愛用の鏡と深紅のビロード敷きの手箱のなかの、辛うじて兵士らの手を逃れたいくつかの宝石にかこまれ、毛皮のなかにうずくまりながら、エリザベートは大工たちが石や漆喰《しつくい》で、彼女の部屋の窓を一つ一つ埋めていく音をききました。高い所にわずかに空をあおげる明りとりと、水と食物を入れるのぞき窓をくりぬいて、扉も厚い壁で塗りかためられました。こうして彼女の周囲には強固な石の牢獄が築かれ、ここに本当なら死刑になるべき人間が生きていることを示すため、城の四方に絞首台がたてられました。

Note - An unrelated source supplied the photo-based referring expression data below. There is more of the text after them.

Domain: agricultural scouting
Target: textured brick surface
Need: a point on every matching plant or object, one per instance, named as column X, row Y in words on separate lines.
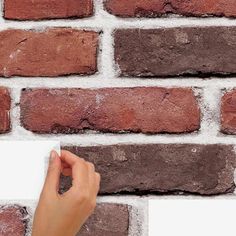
column 12, row 221
column 53, row 52
column 228, row 113
column 107, row 220
column 176, row 51
column 47, row 9
column 153, row 8
column 147, row 110
column 202, row 169
column 5, row 105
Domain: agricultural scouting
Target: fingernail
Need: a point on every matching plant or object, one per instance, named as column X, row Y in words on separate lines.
column 52, row 156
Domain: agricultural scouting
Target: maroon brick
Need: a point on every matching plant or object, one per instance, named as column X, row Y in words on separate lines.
column 47, row 9
column 107, row 220
column 5, row 106
column 228, row 113
column 53, row 52
column 154, row 8
column 161, row 168
column 186, row 51
column 12, row 221
column 147, row 110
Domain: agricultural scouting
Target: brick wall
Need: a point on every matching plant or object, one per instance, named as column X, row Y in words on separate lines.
column 143, row 89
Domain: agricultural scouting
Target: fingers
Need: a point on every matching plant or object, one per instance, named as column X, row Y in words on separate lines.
column 53, row 174
column 85, row 179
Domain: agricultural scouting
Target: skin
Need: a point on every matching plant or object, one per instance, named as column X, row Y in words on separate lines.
column 64, row 215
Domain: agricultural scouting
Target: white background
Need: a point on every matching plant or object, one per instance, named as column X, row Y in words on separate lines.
column 206, row 217
column 23, row 167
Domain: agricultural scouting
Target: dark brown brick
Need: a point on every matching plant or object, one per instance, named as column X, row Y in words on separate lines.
column 107, row 220
column 52, row 52
column 47, row 9
column 5, row 106
column 13, row 221
column 228, row 113
column 154, row 8
column 176, row 51
column 146, row 110
column 160, row 168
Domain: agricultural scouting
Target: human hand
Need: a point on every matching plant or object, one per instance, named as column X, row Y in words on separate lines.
column 64, row 215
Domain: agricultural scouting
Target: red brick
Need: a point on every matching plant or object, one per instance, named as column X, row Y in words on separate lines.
column 146, row 110
column 161, row 168
column 5, row 106
column 107, row 220
column 154, row 8
column 12, row 221
column 228, row 113
column 187, row 51
column 52, row 52
column 47, row 9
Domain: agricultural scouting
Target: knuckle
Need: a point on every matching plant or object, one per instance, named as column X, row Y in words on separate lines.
column 91, row 166
column 98, row 176
column 93, row 204
column 84, row 196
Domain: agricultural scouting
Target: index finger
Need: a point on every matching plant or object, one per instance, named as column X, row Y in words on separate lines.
column 79, row 169
column 69, row 157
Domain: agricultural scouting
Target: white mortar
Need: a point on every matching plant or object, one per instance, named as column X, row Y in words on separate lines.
column 211, row 90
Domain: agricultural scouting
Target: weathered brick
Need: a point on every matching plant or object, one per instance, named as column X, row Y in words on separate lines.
column 108, row 219
column 52, row 52
column 5, row 105
column 161, row 168
column 146, row 110
column 47, row 9
column 154, row 8
column 176, row 51
column 228, row 113
column 12, row 221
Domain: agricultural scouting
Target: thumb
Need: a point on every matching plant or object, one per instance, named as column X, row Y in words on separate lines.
column 53, row 174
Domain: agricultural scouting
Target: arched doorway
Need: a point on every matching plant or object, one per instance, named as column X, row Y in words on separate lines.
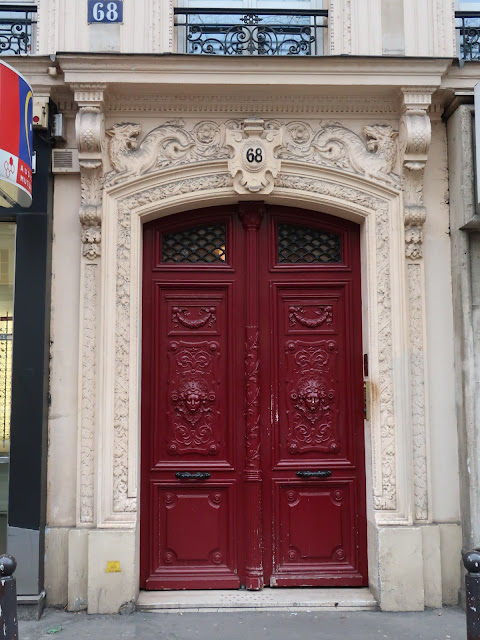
column 252, row 403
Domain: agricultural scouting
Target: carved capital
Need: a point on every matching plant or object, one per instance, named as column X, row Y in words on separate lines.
column 90, row 133
column 253, row 165
column 415, row 137
column 251, row 215
column 89, row 94
column 90, row 130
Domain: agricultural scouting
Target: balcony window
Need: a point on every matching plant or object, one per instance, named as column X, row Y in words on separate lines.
column 17, row 28
column 251, row 28
column 467, row 27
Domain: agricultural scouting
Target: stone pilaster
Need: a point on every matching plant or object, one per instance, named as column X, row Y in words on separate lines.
column 415, row 136
column 90, row 133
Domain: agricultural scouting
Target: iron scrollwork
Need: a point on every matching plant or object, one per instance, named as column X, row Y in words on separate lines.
column 17, row 26
column 235, row 32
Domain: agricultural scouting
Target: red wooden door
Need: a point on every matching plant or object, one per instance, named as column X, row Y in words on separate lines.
column 252, row 416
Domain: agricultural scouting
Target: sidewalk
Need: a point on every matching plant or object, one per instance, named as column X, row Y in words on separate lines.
column 444, row 624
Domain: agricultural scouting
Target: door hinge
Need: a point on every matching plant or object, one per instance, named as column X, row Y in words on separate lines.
column 366, row 399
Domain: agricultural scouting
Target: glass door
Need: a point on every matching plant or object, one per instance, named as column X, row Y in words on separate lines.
column 7, row 277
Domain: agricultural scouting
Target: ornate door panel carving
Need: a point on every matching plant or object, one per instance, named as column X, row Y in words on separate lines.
column 252, row 439
column 192, row 405
column 314, row 491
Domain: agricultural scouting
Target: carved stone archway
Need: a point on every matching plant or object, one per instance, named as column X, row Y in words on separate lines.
column 330, row 170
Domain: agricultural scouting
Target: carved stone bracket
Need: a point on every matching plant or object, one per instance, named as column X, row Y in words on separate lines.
column 415, row 136
column 90, row 131
column 253, row 165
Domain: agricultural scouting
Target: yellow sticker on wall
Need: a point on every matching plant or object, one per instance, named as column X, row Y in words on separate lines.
column 113, row 566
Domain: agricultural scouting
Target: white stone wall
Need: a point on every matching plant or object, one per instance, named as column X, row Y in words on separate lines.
column 356, row 27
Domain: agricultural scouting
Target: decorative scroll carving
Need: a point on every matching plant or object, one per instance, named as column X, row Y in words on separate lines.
column 254, row 149
column 312, row 412
column 415, row 136
column 193, row 378
column 415, row 129
column 418, row 391
column 122, row 502
column 169, row 144
column 88, row 400
column 90, row 130
column 324, row 313
column 335, row 146
column 385, row 494
column 384, row 449
column 181, row 315
column 253, row 164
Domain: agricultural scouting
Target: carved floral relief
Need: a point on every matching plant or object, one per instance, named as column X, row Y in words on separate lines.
column 254, row 149
column 193, row 403
column 312, row 399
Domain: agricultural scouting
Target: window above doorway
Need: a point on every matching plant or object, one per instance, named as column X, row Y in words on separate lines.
column 18, row 22
column 251, row 27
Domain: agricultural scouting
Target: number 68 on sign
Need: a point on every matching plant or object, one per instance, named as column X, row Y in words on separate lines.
column 108, row 11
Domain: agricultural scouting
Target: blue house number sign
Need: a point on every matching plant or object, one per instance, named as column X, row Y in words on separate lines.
column 108, row 11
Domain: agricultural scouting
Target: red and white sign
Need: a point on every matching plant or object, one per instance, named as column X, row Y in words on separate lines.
column 16, row 133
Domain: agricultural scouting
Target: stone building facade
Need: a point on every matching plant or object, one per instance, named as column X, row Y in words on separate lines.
column 358, row 134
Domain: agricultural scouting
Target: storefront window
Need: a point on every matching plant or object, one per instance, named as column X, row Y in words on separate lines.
column 7, row 277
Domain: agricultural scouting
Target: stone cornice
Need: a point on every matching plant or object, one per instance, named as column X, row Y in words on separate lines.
column 334, row 106
column 40, row 72
column 196, row 71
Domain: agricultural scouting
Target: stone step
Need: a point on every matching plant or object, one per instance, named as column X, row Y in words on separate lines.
column 301, row 599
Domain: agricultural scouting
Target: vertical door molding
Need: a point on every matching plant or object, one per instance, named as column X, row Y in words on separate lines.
column 415, row 134
column 90, row 133
column 251, row 216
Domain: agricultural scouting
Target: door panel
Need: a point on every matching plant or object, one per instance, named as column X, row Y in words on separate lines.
column 196, row 536
column 206, row 368
column 313, row 540
column 197, row 388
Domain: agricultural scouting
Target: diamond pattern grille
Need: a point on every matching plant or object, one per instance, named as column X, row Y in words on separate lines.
column 299, row 245
column 197, row 245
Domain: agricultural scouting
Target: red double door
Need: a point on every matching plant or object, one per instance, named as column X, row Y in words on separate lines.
column 252, row 402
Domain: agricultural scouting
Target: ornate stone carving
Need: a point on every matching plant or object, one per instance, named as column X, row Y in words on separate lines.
column 384, row 435
column 122, row 502
column 88, row 399
column 417, row 371
column 169, row 144
column 254, row 149
column 335, row 146
column 331, row 106
column 90, row 130
column 415, row 136
column 253, row 164
column 312, row 412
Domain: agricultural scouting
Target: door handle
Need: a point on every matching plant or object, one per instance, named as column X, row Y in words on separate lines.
column 198, row 475
column 314, row 474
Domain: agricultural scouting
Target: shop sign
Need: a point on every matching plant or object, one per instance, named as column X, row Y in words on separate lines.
column 16, row 138
column 109, row 12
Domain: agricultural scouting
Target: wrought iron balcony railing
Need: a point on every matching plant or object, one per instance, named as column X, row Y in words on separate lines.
column 239, row 32
column 467, row 26
column 17, row 29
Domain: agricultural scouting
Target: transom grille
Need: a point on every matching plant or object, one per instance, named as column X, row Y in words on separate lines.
column 195, row 245
column 305, row 245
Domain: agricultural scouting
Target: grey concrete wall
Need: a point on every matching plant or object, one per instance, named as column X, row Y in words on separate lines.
column 465, row 235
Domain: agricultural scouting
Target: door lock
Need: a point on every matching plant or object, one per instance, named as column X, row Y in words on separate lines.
column 325, row 473
column 197, row 475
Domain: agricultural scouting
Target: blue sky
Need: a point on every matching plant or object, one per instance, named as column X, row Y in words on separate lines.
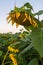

エリザベートの視界から、しだいに光が消えました。鏡のうえに影が広がっていき、もはや彼女は薄暗がりのなかで、そこに浮かびあがる自分の顔の陰画しかみませんでした。両の目だけが飢えた獣のようにぎらぎら輝いているのが分かります。
城は人気がなく、一日一度のぞき窓が重いきしみ音を響かせて開き、牢番の手で水と食物が入れられました。牢番は彼女に話しかけることを禁じられていましたが、エリザベートのほうでも話したいことなどありませんでした。
最後までエリザベートは自分の犯した罪を悔いることもなく、改心して神に許しを乞うこともなかったといいます。彼女には理解できなかったのです。なぜあれほどの身分にあった自分が牢につながれたのか。自分の欲望のおもむくまま生きることが、どうして世間では罪になるのか……。
時おり彼女は素足で、獣のように物憂く、排泄物と残飯にまみれた石の床を歩いたものでした。この下に地下室があり、かつてそこでは夜な夜な血の宴が繰り広げられ、彼女の欲望をみたすためにだけ娘たちは泣き叫び、しなやかな肉体を鞭のしたでよじらせ、ある限りの血をながして彼女に奉仕したのです。そこには神も君主もなく、ただエリザベートだけが世界の支配者であり、絶対主でした。そこで彼女はこの世界を、確かにその手に握っていたのです。
けれど、すべてを失ったエリザベートをその後待っていたのは、牢獄のなかでの栄養失調による緩慢な死でした。三年半をこの牢獄のなかで辛うじて生きつづけ、そのあいだに自分の食物を差し入れてくれる娘のカタリナに全財産を譲るという遺言状を書き残して、一六一四年八月二十一日、ついにエリザベートは世を去ったのです。肉体はやせ細って子供のからだのように軽くなり、顔には深い皺がきざまれ、かつての美貌はみるかげもなくなっていました。享年五十四歳でした。